Willem Drost - Biography

Biography

He is a mysterious figure, closely associated with Rembrandt, with very few paintings clearly attributable to him.

He was presumably born at Amsterdam, in what was then known as the United Provinces of the Netherlands, but when and where is unknown. Around 1650, according to Houbraken, he became a student of Rembrandt, eventually developing a close working relationship, painting history scenes, biblical compositions, symbolic studies of a solitary figure, as well as portraits. As a student, his 1654 painting titled Bathsheba was inspired by Rembrandt's painting done in the same year on the same subject and given the same title, though their treatments are rather different; both Drost’s and Rembrandt’s paintings are in the Louvre in Paris.

According to Houbraken he was a painter of historical allegories who had been a pupil of Rembrandt.

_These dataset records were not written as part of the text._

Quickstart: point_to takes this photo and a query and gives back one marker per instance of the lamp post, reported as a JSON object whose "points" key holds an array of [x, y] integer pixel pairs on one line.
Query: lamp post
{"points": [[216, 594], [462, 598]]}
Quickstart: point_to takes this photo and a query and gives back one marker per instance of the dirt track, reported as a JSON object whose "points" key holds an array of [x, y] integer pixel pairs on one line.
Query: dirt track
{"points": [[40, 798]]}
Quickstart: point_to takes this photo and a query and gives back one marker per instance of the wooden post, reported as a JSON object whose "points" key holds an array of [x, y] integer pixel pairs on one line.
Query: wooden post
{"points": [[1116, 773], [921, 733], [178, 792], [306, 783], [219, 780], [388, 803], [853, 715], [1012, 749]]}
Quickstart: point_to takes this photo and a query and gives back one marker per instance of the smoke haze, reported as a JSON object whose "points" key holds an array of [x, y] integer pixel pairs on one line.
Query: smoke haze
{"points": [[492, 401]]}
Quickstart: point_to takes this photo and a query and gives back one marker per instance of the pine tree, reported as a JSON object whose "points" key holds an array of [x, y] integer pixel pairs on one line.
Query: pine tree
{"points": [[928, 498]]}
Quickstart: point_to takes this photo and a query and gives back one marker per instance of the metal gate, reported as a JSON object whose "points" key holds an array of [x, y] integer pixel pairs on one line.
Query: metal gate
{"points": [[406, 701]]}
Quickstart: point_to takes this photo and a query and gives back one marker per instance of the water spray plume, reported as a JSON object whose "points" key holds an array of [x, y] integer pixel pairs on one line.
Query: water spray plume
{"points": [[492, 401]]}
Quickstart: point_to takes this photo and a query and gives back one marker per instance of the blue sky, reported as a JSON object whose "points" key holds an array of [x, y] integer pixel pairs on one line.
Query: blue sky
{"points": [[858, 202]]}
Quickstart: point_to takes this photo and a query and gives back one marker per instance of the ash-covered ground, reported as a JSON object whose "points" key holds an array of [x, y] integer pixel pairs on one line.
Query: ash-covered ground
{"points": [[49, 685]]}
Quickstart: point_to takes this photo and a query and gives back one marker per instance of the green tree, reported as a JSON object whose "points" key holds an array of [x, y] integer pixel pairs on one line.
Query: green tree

Houbraken saw a Johannes Predicatie (Sermon of John) by him that was well composed and painted. He spent a long period in Rome where he became friends with Karel Lot and the well-to-do Utrecht painter Joan vander Meer, who had travelled to Italy in the company of the marine painter Lieve Verschuier in 1653 and became friends with him there.

According to the RKD he was in Amsterdam until 1655 and then travelled to Italy. He influenced the painter Adolf Boy. Sometime in the mid 1650s, the young artist went to Rome, where, again according to Houbraken, he collaborated with the German artist Johann Carl Loth on a lost series of the Four Evangelists in Venice. He died in the latter city in 1659.

Willem Drost's recognized lifetime output of artwork is very small, while Rembrandt is credited with more than 2,000 paintings and etchings, the majority of which are not signed. In recent years, some paintings attributed to Rembrandt have had their authenticity come under question. The importance of these Rembrandt works is such that the Foundation Rembrandt Research Project was established in Amsterdam to review the attribution of all of his works. Scholars have now reattributed a number of Rembrandt's paintings to his pupils and associates.